Differing opinions about finances can trigger marital arguments, tension, anger, stress and worry. Money differences can drive a wedge between loving spouses.
If you’ve been married for a long time and the way you handle money in your marriage evolved over time, it’s time to revisit those assumptions.
If you are a newlywed, you need to figure how to manage money as a couple.
It is important for all couples to work together and develop a way to manage money—not just when bills are due, or when the debt is overwhelming, or when a large purchase needs to be made, but every day.
Many couples divide the financial responsibilities so they each have certain bills to pay without ever creating joint accounts, or a joint strategy on financial matters. What happens when one of them loses their job? What happens when some of those financial responsibilities are related to the children? What happens when one of the spouses wants to be a stay at home parent?
In our experience the couples who pool their money and manage money as shared resource have much stronger marriages because they are working together as a team.
One of you can be the family accountant who is responsible to pay the bills and keep track of the budget. But the other person should know where everything is and how to pay the bills. There are apps, spreadsheets and software to track income and outgo. The important thing is to define a plan that works so both of you know how much money is coming in each month and where it is going. Otherwise it seems to slip through your fingers and you find out you have too much month left at the end of the money, and that leads to arguments and frustration.
Along with determining how to manage money, define your decision making process related to money. If there is a big decision and the two of you are not in agreement, how do you come to a conclusion?
Creating a list that documents each other’s thoughts and feelings regarding the decision helps clarify each position. The list needs to include facts and figures showing the long and short term financial impact of different options. Once the facts are available, it’s easier to make a smart joint decision.
The husband and wife should agree on all major financial decisions, because they will both experience the consequences of bad or good decisions. Even if their joint decision proves to be disastrous, there are no grounds for an “I told you so” fracture in their relationship.

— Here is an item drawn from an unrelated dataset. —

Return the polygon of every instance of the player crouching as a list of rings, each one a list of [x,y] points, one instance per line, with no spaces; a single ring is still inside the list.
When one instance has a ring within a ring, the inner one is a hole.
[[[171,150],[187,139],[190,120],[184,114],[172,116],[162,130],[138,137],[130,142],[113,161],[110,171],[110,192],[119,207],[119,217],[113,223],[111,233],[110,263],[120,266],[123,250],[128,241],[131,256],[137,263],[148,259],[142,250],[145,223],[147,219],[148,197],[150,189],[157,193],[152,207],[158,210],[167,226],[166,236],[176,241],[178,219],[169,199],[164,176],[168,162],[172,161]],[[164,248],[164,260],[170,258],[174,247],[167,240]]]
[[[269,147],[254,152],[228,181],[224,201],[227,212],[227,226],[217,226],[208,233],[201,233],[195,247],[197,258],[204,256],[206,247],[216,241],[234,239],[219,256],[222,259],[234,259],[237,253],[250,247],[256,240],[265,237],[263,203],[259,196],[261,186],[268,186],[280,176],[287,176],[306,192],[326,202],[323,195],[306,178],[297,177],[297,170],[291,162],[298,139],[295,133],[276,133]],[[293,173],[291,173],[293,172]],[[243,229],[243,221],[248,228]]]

No matter how well you communicate an plan, there is always something that pops up and ruins our best laid plans, and that means deciding how much you feel comfortable having on hand for emergencies. An emergency fund is an absolute must have.
Obviously more is better and the amount may change as you move through different stages. But if you don’t talk about and plan for it, that emergency fund will never become a reality, and when there is no emergency fund, you can be sure a budget buster is going to come along.
We recommend building the emergency fund to $1,000, then 3 months income, then 6 months income, then one year of income. Even if your emergency fund is $200 when disaster strikes, you are $200 better off than you would have been without one.
In addition to an emergency fund, discussions about long and short term savings need to occur. Short term goals can be money for Christmas or vacations; mid-term goals can be to replace a car, buy a house or renovate your existing home and long term goals can be retirement or sending the kids to college.
Each of these savings goals are important and with different time frames, there are different vehicles to use for saving. The critical thing is to be on the same page about your goals, how much you are saving for the goals and what savings vehicle suits your purposes best.
Hopefully you and your spouse are on the same page spiritually, if you aren’t, giving to the church can be a bone of contention. Start by talking to your spouse about an amount that they are comfortable giving on a regular basis. It is important for you both to agree—peace in your marriage is much more important than giving a specific amount. Continue to revisit the amount you are giving as you review your budget each year.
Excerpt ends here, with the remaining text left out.